Now, we can consider the potential due to the spherical shell. The potential inside a grounded conducting sphere is constant and equal to the potential at its surface. This means that the potential inside the sphere will be equal to the potential at the surface of the sphere, which is given to be V = Q/(4πε0b).

Using the principle of superposition, we can add these two potentials to find the total potential between the ring and the sphere.
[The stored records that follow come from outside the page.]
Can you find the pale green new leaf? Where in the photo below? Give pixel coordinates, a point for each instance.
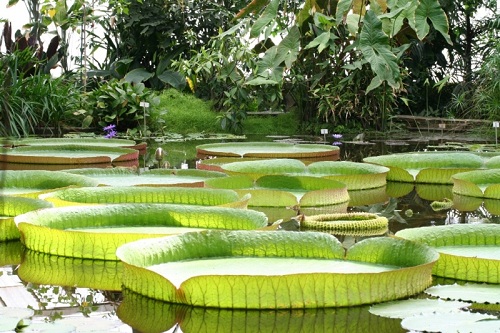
(384, 275)
(431, 10)
(375, 46)
(95, 232)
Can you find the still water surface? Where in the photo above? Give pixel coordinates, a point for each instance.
(40, 282)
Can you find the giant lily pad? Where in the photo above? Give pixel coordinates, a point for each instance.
(146, 194)
(272, 270)
(467, 252)
(352, 224)
(356, 176)
(31, 183)
(285, 191)
(156, 177)
(94, 232)
(87, 141)
(478, 183)
(12, 206)
(149, 315)
(46, 269)
(269, 150)
(69, 155)
(10, 253)
(427, 167)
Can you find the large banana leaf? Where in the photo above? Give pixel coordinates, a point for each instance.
(156, 177)
(285, 191)
(68, 155)
(149, 315)
(467, 252)
(46, 269)
(272, 270)
(13, 206)
(478, 183)
(427, 167)
(31, 183)
(269, 150)
(94, 232)
(351, 224)
(145, 194)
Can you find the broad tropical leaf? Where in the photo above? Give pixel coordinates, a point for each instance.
(95, 232)
(467, 252)
(155, 177)
(144, 194)
(374, 44)
(431, 10)
(12, 206)
(46, 269)
(281, 269)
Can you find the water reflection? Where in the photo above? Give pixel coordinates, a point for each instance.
(149, 315)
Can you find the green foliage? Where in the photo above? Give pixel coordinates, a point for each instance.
(184, 113)
(119, 102)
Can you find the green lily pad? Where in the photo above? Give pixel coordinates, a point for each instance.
(427, 167)
(269, 150)
(285, 191)
(95, 232)
(157, 177)
(469, 265)
(478, 183)
(68, 155)
(101, 142)
(352, 224)
(13, 206)
(145, 194)
(31, 183)
(11, 253)
(281, 269)
(412, 307)
(149, 315)
(46, 269)
(470, 292)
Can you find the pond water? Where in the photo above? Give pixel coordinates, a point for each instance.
(40, 281)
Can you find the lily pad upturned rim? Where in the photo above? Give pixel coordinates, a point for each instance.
(100, 155)
(12, 206)
(478, 183)
(51, 230)
(456, 266)
(268, 150)
(145, 194)
(311, 290)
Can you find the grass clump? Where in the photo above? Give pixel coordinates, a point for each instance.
(184, 113)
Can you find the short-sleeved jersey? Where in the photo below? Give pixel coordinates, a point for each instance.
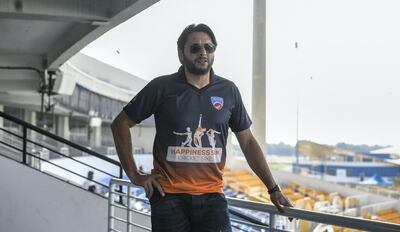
(191, 129)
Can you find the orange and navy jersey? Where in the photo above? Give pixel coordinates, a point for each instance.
(191, 129)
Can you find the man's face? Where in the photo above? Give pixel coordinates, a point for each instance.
(198, 53)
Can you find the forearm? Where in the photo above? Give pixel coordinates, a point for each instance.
(257, 162)
(123, 144)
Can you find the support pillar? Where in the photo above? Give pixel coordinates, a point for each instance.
(31, 117)
(259, 72)
(1, 119)
(63, 127)
(95, 130)
(1, 123)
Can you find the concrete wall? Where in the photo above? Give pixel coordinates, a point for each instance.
(35, 202)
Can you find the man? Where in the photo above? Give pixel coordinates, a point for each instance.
(185, 186)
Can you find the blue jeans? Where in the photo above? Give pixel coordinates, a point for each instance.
(189, 213)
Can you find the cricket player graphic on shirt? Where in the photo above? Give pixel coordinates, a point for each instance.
(211, 136)
(198, 134)
(188, 134)
(198, 154)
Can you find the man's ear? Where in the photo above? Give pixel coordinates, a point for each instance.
(180, 55)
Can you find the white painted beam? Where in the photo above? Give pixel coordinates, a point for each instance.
(259, 72)
(83, 34)
(60, 10)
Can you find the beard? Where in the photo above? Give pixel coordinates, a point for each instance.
(192, 68)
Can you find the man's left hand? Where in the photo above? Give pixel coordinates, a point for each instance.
(279, 200)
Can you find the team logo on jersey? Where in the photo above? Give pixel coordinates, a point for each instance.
(218, 102)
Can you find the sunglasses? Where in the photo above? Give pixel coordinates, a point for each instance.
(209, 47)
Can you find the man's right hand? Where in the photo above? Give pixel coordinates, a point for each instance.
(149, 182)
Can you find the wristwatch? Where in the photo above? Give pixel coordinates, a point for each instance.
(276, 188)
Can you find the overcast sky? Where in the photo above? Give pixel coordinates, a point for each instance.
(344, 73)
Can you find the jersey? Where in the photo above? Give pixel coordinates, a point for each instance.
(191, 129)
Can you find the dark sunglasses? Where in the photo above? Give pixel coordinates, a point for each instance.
(209, 47)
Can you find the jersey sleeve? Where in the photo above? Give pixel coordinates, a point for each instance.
(239, 120)
(143, 105)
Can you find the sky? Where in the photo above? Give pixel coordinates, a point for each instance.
(343, 75)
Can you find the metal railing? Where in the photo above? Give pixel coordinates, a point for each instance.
(126, 208)
(22, 143)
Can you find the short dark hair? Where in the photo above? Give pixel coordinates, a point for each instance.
(195, 28)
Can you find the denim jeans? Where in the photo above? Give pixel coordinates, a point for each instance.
(189, 213)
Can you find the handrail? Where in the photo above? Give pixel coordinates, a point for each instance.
(318, 217)
(58, 138)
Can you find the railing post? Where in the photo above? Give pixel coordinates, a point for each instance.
(120, 187)
(110, 208)
(272, 222)
(24, 144)
(128, 211)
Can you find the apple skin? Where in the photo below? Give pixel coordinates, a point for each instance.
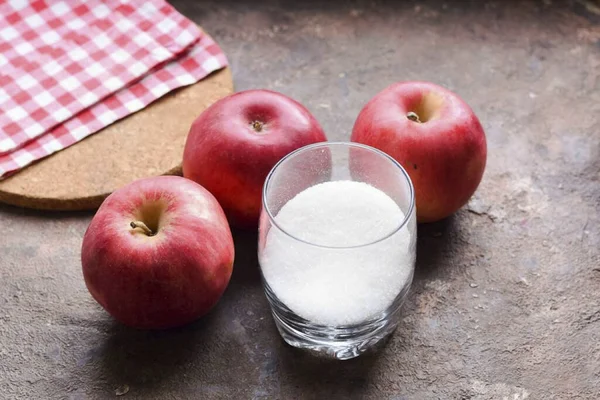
(231, 157)
(168, 279)
(444, 154)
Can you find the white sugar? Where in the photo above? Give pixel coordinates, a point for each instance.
(337, 286)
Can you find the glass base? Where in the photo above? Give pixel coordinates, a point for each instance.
(342, 343)
(338, 346)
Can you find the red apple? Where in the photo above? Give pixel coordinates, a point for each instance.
(434, 135)
(158, 253)
(232, 146)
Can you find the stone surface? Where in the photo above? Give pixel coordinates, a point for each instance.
(505, 301)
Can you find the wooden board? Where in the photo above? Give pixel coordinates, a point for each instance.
(147, 143)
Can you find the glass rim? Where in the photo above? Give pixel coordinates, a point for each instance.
(371, 149)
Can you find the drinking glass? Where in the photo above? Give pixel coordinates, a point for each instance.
(285, 254)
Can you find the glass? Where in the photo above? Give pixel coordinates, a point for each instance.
(336, 266)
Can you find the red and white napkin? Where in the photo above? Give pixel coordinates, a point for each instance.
(70, 68)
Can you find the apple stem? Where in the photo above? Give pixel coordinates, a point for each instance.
(257, 126)
(142, 226)
(413, 116)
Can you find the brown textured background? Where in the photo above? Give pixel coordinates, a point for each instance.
(506, 299)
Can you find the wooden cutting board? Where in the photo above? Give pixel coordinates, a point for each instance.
(147, 143)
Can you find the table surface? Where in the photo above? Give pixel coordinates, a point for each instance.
(505, 302)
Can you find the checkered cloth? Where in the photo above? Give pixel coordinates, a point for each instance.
(70, 68)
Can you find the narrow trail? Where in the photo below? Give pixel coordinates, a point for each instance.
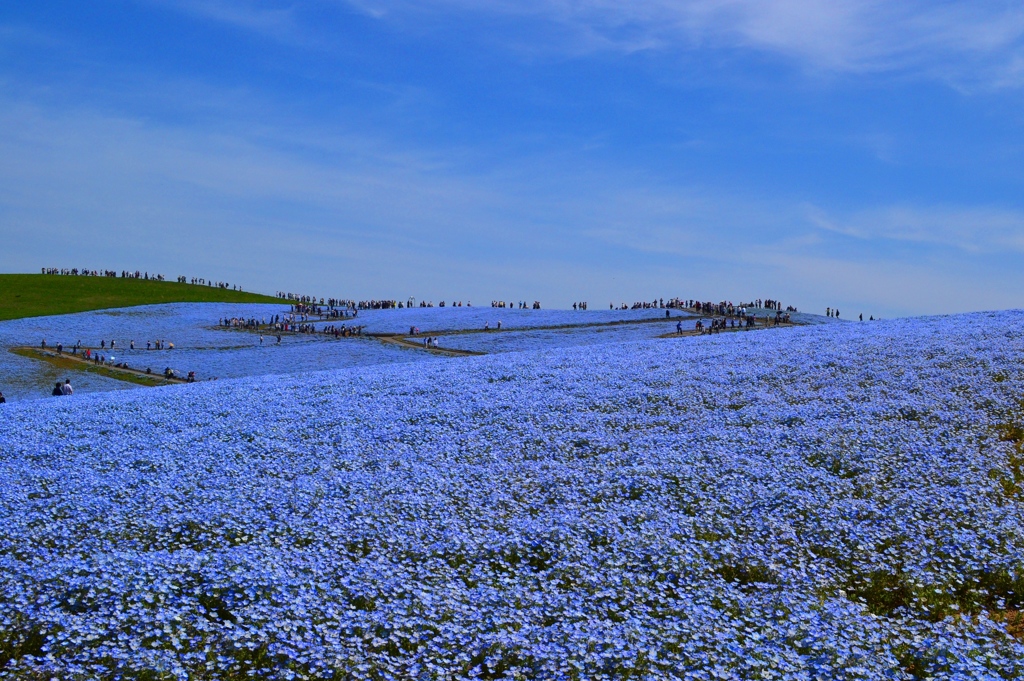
(79, 363)
(694, 332)
(446, 351)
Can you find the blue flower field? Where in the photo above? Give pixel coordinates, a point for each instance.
(840, 501)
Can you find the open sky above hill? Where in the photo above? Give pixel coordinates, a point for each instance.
(855, 154)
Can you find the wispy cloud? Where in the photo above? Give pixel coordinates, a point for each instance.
(966, 43)
(981, 41)
(973, 229)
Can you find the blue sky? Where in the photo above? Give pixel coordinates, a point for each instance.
(862, 155)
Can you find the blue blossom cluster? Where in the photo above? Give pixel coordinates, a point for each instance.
(837, 502)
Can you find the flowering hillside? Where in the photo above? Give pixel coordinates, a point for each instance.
(836, 502)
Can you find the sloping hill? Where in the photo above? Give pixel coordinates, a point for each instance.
(37, 295)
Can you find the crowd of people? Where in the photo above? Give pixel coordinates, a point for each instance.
(125, 273)
(75, 271)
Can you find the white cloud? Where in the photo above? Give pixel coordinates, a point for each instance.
(966, 42)
(973, 229)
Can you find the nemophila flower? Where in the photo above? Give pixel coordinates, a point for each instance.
(838, 503)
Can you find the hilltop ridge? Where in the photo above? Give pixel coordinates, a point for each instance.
(40, 295)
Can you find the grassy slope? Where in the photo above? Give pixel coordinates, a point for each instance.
(36, 295)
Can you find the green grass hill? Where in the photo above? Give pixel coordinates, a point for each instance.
(37, 295)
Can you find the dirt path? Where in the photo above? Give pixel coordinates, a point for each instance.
(693, 332)
(445, 351)
(78, 363)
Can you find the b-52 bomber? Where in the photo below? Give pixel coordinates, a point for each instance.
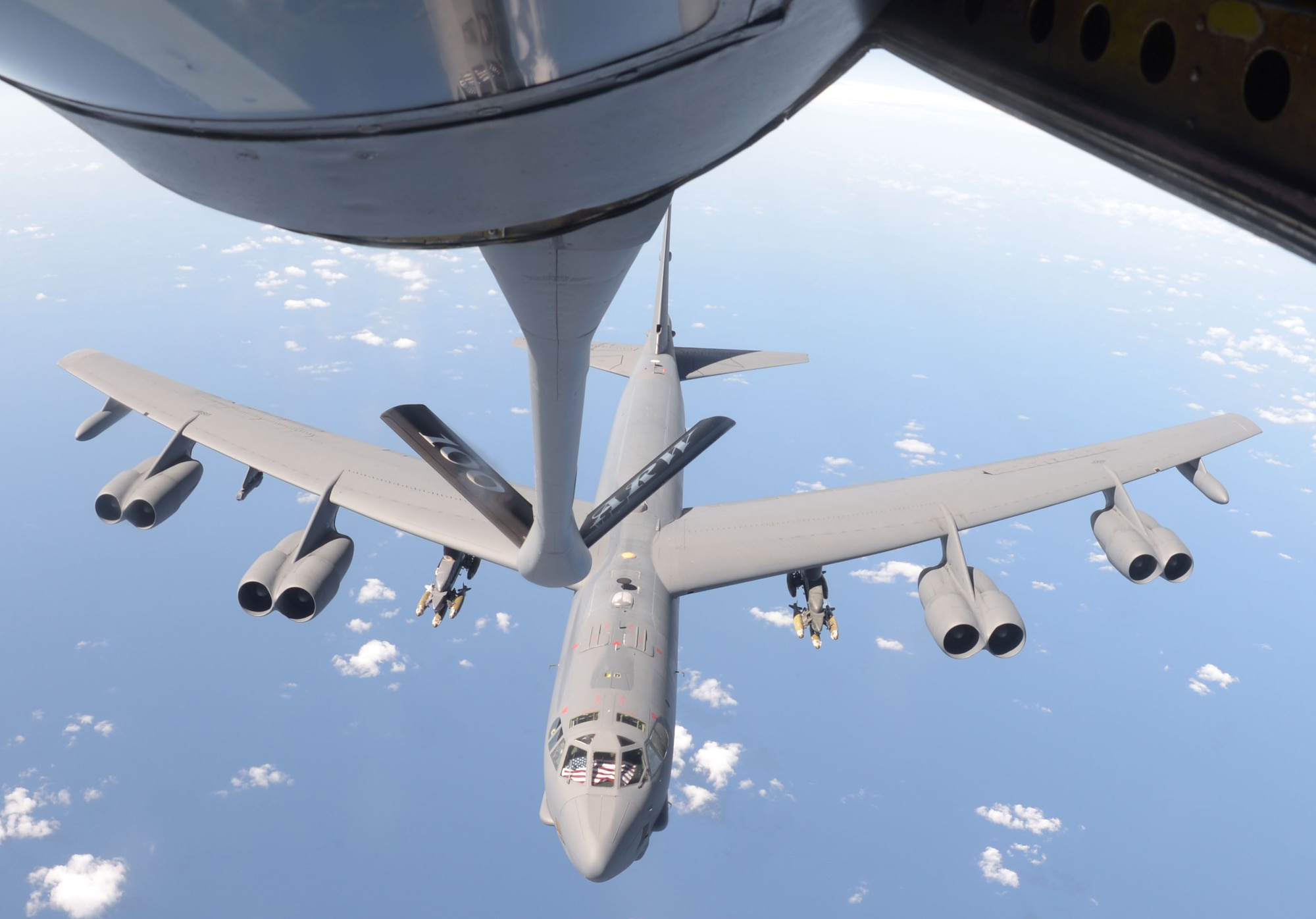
(609, 733)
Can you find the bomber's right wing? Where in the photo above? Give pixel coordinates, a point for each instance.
(726, 544)
(397, 490)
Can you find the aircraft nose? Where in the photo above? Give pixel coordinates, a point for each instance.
(593, 827)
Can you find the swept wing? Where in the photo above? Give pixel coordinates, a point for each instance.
(724, 544)
(397, 490)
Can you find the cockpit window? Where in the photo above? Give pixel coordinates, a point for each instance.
(574, 768)
(657, 747)
(605, 770)
(632, 768)
(632, 721)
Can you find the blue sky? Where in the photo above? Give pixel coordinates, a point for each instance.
(968, 289)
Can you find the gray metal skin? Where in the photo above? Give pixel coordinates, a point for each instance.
(623, 660)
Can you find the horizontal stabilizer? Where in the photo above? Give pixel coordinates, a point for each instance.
(696, 363)
(656, 475)
(603, 356)
(439, 446)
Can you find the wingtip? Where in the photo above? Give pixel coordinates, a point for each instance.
(76, 357)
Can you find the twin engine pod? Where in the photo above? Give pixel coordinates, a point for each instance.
(295, 581)
(963, 626)
(1140, 548)
(152, 492)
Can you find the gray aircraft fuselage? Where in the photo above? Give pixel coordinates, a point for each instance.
(619, 656)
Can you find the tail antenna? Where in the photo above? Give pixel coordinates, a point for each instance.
(663, 319)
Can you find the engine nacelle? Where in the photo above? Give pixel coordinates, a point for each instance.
(951, 621)
(148, 500)
(1175, 556)
(298, 588)
(998, 617)
(311, 583)
(259, 587)
(1125, 546)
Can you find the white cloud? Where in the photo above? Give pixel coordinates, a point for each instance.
(1021, 818)
(772, 617)
(16, 817)
(697, 800)
(260, 777)
(888, 573)
(681, 746)
(718, 762)
(994, 871)
(913, 446)
(1210, 673)
(84, 888)
(376, 591)
(368, 662)
(710, 691)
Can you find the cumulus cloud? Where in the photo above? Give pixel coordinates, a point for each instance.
(1021, 818)
(697, 799)
(85, 887)
(718, 762)
(913, 446)
(886, 573)
(369, 660)
(681, 746)
(260, 777)
(16, 817)
(1210, 673)
(772, 617)
(376, 591)
(710, 691)
(994, 871)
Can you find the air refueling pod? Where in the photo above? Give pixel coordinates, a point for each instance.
(302, 575)
(1136, 546)
(149, 493)
(964, 609)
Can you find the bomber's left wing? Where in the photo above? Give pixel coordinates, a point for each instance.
(726, 544)
(397, 490)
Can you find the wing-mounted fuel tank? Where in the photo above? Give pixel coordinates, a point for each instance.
(964, 609)
(301, 576)
(1136, 546)
(155, 489)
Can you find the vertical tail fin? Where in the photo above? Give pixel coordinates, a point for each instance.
(663, 319)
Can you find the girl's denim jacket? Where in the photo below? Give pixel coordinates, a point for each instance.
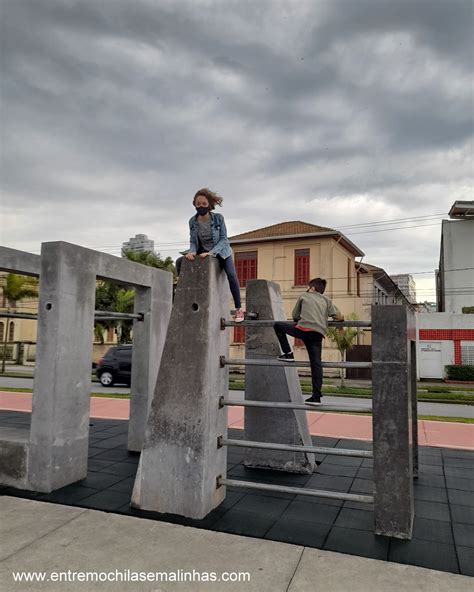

This will give us the following equation:

V = Vring + Vsphere = Q/(4πε0r) + Q/(4πε0b)

We can simplify this equation to get:

V = Q/(4πε0)(1/r + 1/b)

This is the potential between the ring and the sphere without using the method of images.

In conclusion, by considering the properties of a conducting sphere and using the principle of superposition, we can calculate the potential inside the ring and between the ring and the sphere without using the method of images. This approach allows us to solve the problem in a straightforward manner and gain a better understanding of the behavior of electric fields in this system.